Senators say Mattis, Tillerson open to updating president’s war powers

(PhatzNewsRoom / CBS News)   —-    The chairman of the Senate Foreign Relations Committee said Secretary of Defense Jim Mattis and Secretary of State Rex Tillerson are “very open” to updating the president’s war powers that have been in place and unchanged since after the Sept. 11, 2001 terrorist attacks, after a number of senators met with the two top Trump cabinet members on the topic Wednesday.

Sen. Bob Corker, R-Tennessee, said Tillerson and Mattis are open to eliminating the current Authorization of Use of Military Force (AUMF), if a replacement is ready. Congress passed the AUMF in 2001 to give the president broad authority to retaliate against anyone who contributed to the terrorist attacks, but the AUMF has continued to justify military intervention abroad for more than 15 years.
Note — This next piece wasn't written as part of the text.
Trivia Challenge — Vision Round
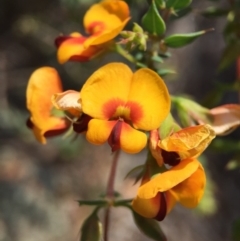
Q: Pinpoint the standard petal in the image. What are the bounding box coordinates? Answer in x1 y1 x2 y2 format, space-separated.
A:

“I’m confident that they’ll work with us,” Corker said of Tillerson and Mattis.

Sens. Jeff Flake, R-Arizona, and Tim Kaine, D-Virginia, are spearheading a bipartisan push to update the president’s war powers and require congressional approval before the president can take military action. Kaine also told reporters after meeting with Tillerson and Mattis that the two seem open to changing the AUMF, not because they believe they need to legally to intervene abroad, but because they think it would be good to have Congress’ support.

Earlier Wednesday, the State Department issued a statement to Corker saying the current AUMF is sufficient.
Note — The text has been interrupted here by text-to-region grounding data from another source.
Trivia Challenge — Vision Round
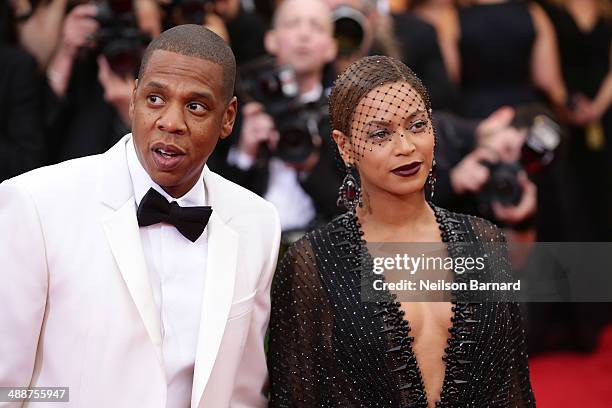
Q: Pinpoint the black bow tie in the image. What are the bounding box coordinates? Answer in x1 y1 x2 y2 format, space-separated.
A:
137 188 212 242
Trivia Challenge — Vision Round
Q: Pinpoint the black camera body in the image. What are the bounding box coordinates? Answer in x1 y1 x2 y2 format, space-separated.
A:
237 57 327 163
479 161 523 206
92 1 150 77
478 105 562 206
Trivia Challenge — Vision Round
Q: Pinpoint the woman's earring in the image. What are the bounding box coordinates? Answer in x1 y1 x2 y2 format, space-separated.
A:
337 165 361 213
426 158 437 200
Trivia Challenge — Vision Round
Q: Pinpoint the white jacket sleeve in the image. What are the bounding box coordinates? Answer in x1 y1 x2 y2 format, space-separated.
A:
229 205 281 407
0 180 48 401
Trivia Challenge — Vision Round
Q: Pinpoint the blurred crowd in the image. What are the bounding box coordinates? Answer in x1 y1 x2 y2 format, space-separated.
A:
1 0 611 351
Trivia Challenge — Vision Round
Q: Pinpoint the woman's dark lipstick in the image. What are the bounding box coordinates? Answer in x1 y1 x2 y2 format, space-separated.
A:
391 161 422 177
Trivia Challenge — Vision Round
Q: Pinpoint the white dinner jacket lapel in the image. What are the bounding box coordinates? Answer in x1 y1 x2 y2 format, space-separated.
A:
191 166 239 408
98 135 164 367
93 136 239 407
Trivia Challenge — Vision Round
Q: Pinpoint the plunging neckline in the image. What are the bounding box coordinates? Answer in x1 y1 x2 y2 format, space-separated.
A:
350 203 471 408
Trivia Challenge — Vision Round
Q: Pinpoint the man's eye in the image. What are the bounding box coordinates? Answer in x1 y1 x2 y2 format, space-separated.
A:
410 120 428 133
147 95 164 105
311 21 325 32
187 102 207 113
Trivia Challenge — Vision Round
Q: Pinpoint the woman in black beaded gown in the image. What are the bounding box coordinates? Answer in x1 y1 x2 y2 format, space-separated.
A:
267 56 535 407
“The United States has sufficient legal authority to prosecute the campaign against al-Qa’ida and associated forces, including against the Islamic State of Iraq and Syria (ISIS),” the State Department said in a letter to Corker. “This legal authority includes the 2001 Authorization for the Use of Military Force (AUMF) which authorizes the use of military force against these groups. Accordingly, the administration is not seeking revisions to the 2001 AUMF or additional authorizations to use force.”

Democrats in particular — and some Republicans as well — are arguing that Congress never intended the AUMF, passed in the urgent days after Sept. 11, 2001, to authorize the president’s authority the way it is used today, and Congress should have approval before military intervention abroad.

Sen. Ben Cardin, D-Maryland, said he was in Congress when it passed the 2001 authorization, said it was never intended to be used to fight ISIS, and told reporters it’s important for Congress to pass a different resolution on how to deal with ISIS so it isn’t an “open-ended” issue.

Sen. Tom Udall, D-New Mexico, took to Twitter to offer a similar sentiment.


Rep. Barbara Lee, D-California, introduced a proposal in June to repeal the 2001 AUMF, and the proposal passed the House Appropriations Committee. But the proposal went nowhere, and Lee accused House Speaker Paul Ryan, R-Wisconsin, of quietly killing the legislation.